Extraits d'un texte de Joëlle Lebailly, à l'occasion de l'exposition "La Vie de famille", Nouveau Théâtre, artothèque d'Angers, 2005.

… Des noirs d'ombre profonde semblent avaler l'image à partir des bords, ou bien celle-ci est presqu'entièrement floue autour d'un objet lointain, ou bien encore l'image quasi monochrome semble pétrifier personnages et objets dans une attente improbable. Le réel s'éloigne derrière un voile qui le métamorphose et nous introduit dans un autre monde où vivent les fausses preuves, les chimères et les rites indéchiffrables. Le titre de la série prend alors un autre sens, celui d'un hommage lointain aux images de Ralph-Eugene Meatyard ou Emmet Gowin qui photographiaient leurs proches dans des compositions insolites.

Résolument inscrit dans la modernité par le choix de la couleur et celui des moyens numériques qui complètent les moyens traditionnels, Olivier Péridy invente une vision du monde qui doit autant à la sensualité des images qu'à une volonté d'explorer le pouvoir de transgression de la photographie.

Extrait des "Aimées de lumière", de Pierre Giquel, à l'occasion de l'exposition "Les Modèles égériques", le Ring, artothèque de Nantes, 2003.

La femme que surprend Péridy se distingue en même temps qu'elle rejoint ses égales, celles qui traversent les films d'Antonioni, seules, contemporaines, et qui d'un revers de la main vous quittent en rejoignant leur monde auquel elles ne donneront jamais accès. L'instant où le regard griffe l'objectif est demeuré unique, cruel dans son caractère éphémère.

Extrait d'un texte de Jean-Claude Lemagny à l'occasion d'une exposition à la Galerie Colbert, Bibliothèque Nationale de France, Paris, 1990.

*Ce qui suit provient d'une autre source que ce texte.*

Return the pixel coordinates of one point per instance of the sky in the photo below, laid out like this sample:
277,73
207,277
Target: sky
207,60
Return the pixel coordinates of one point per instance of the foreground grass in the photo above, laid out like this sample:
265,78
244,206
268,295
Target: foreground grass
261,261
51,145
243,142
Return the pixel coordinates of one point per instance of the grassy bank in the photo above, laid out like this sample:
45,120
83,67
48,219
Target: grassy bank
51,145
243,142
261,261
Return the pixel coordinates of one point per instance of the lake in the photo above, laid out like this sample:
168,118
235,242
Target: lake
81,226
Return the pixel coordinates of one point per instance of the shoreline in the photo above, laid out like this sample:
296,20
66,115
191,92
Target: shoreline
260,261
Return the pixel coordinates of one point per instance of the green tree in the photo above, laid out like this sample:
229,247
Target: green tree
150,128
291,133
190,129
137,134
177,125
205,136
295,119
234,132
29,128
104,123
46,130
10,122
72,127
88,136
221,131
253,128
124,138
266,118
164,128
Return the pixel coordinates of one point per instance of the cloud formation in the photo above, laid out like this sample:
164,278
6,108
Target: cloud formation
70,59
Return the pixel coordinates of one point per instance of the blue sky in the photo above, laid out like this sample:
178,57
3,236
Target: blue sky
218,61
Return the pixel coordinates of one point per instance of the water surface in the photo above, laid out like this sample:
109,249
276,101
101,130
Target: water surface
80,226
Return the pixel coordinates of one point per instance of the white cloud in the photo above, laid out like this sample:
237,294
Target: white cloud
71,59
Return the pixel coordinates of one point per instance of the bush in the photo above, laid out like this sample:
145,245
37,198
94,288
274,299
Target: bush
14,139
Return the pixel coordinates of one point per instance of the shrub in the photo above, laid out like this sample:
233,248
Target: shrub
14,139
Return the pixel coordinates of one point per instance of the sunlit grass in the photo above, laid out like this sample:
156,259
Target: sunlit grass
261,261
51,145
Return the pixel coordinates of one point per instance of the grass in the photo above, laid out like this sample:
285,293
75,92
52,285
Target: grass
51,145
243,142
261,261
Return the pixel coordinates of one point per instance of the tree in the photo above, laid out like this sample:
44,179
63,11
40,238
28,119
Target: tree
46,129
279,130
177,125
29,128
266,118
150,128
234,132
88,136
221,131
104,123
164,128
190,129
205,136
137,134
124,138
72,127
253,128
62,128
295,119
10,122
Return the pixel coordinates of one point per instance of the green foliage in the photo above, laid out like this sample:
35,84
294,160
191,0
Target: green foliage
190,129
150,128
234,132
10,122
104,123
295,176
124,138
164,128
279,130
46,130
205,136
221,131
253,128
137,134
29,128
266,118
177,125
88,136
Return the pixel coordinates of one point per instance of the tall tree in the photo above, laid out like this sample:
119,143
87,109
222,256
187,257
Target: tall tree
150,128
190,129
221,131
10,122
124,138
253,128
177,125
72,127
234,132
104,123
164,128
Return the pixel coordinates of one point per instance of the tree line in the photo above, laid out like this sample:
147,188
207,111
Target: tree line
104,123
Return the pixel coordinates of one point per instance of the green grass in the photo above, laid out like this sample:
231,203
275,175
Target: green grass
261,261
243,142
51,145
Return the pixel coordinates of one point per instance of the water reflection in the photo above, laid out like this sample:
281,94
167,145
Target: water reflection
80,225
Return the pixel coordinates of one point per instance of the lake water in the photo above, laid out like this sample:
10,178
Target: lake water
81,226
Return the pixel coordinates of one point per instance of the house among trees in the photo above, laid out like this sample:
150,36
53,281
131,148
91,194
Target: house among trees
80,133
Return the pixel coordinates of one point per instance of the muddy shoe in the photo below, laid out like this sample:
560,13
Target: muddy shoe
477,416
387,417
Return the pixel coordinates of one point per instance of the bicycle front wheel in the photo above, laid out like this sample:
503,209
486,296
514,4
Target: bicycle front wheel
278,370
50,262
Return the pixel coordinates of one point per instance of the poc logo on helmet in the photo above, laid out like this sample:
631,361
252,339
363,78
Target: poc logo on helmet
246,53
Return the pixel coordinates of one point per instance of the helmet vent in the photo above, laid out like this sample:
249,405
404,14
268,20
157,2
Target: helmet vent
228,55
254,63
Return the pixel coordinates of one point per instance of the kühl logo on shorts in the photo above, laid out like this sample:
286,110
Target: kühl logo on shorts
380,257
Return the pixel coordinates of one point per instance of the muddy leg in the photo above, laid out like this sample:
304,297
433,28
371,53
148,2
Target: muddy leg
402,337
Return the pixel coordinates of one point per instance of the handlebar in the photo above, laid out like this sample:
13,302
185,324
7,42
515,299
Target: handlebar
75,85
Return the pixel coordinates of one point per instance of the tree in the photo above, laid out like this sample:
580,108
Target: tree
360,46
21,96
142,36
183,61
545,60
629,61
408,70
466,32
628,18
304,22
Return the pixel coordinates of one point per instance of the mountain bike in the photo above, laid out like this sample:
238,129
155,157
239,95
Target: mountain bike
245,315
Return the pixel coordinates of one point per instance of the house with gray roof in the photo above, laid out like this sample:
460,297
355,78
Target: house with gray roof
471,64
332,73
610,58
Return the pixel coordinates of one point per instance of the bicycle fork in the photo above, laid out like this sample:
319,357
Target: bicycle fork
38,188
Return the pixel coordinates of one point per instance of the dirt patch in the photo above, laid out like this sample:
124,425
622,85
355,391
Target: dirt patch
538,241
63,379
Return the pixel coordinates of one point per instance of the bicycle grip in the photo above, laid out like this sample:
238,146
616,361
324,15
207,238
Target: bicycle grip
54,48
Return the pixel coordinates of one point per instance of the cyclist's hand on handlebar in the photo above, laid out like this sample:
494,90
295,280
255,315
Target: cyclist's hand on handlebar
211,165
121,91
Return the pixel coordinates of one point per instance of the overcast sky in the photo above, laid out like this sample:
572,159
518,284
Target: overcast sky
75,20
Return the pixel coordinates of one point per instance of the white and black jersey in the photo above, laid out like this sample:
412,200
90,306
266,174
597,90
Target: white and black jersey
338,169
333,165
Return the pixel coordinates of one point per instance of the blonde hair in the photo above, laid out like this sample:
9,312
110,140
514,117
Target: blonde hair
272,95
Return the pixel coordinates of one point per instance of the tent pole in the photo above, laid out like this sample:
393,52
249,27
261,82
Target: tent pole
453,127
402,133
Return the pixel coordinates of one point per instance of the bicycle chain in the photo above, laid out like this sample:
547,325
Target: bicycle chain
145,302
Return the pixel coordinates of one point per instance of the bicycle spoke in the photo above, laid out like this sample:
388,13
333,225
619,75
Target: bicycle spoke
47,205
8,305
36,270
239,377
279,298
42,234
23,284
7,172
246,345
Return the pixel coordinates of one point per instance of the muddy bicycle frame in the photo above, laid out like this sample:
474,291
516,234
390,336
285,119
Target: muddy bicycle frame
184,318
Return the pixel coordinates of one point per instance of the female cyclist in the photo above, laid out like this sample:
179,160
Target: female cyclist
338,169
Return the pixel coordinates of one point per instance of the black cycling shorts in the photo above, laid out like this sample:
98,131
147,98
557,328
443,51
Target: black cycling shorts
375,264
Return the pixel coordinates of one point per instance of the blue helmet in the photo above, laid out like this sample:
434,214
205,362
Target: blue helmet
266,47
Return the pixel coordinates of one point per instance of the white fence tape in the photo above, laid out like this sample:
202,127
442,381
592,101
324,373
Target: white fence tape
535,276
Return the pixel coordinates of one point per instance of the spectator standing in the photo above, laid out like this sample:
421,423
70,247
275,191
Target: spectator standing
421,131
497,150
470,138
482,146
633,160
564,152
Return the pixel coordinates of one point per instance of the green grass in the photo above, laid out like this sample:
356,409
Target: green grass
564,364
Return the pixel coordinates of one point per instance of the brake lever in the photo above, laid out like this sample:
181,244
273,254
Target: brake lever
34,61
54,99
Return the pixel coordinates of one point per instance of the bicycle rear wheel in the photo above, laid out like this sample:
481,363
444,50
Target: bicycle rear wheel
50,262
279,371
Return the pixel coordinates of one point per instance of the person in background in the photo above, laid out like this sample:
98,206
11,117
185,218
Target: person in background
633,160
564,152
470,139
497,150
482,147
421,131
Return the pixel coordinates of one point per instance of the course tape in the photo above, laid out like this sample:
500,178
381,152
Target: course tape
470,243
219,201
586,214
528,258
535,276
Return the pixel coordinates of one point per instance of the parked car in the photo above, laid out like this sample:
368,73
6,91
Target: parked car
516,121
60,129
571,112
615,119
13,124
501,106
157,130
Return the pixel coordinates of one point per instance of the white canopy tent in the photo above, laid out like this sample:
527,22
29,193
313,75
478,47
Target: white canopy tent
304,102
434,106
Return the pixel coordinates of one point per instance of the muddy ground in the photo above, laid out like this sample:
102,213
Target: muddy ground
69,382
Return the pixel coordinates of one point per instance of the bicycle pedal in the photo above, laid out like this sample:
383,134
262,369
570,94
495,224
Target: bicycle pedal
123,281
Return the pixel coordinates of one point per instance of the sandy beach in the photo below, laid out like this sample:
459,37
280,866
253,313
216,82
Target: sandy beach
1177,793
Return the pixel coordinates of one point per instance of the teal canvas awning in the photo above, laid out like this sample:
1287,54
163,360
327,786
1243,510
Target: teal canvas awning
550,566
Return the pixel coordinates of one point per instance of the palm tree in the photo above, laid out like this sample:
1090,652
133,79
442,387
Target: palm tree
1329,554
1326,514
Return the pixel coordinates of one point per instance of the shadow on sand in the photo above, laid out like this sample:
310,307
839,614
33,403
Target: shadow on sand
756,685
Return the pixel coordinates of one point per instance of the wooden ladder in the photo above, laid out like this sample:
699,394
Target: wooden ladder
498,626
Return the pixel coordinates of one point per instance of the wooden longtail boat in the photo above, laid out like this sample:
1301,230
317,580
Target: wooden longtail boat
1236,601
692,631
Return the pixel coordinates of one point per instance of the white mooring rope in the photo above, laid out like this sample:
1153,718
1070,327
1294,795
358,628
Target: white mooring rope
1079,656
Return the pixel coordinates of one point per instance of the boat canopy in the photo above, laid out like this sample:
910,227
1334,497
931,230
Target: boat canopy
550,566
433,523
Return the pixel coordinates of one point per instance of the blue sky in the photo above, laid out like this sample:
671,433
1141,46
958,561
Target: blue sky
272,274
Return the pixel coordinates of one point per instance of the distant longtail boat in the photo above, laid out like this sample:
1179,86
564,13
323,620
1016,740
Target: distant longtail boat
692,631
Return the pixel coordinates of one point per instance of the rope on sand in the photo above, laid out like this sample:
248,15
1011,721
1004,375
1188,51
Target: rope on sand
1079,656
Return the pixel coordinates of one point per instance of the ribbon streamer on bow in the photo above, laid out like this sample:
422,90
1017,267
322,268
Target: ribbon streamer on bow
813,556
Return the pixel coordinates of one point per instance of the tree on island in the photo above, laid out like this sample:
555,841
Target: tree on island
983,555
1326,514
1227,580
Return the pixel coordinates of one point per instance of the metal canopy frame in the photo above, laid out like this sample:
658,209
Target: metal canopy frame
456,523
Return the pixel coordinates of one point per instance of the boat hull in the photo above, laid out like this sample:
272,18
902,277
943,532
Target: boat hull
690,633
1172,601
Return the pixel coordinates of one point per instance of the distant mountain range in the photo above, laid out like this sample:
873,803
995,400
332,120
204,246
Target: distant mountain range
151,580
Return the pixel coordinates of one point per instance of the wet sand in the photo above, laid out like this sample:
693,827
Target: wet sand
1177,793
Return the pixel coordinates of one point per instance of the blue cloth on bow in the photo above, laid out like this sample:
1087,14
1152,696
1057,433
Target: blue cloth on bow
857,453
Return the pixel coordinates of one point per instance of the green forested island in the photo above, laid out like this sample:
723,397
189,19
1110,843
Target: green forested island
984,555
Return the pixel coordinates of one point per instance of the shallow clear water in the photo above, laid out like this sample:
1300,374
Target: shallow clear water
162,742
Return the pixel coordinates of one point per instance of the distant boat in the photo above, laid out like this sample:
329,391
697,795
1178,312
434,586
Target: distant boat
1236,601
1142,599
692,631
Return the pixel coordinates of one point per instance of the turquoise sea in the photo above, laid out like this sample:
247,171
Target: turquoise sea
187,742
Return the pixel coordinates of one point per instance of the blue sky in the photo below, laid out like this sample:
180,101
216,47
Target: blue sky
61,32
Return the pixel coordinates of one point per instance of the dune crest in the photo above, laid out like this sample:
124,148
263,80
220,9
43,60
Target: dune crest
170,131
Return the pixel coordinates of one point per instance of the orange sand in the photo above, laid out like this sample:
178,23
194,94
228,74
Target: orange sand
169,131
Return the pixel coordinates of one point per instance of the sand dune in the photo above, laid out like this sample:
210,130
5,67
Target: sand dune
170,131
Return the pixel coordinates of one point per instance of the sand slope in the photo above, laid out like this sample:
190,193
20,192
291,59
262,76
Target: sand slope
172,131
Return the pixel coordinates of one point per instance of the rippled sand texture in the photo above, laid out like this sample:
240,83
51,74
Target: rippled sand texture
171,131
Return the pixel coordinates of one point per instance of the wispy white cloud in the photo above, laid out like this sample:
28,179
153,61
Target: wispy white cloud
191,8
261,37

Ses paysages sont toujours comme hantés de sa présence invisible (...). "Seul avec des arbres on est encore plus abandonné que seul avec un homme mort" constatait Rainer Maria Rilke. Cela est vrai mais pas toujours. Car, à travers le souvenir, certains coins du jardin de notre enfance sont nos plus sûrs compagnons de vie et nos plus sûrs refuges.
Dans ses images Olivier Peridy sait inclure le mystère fidèle d'un souvenir d'enfance. Beaucoup de rêve dans un petit espace. La photographie révèle ici sa faculté d'emmener en otage un fragment du réel décollé du temps.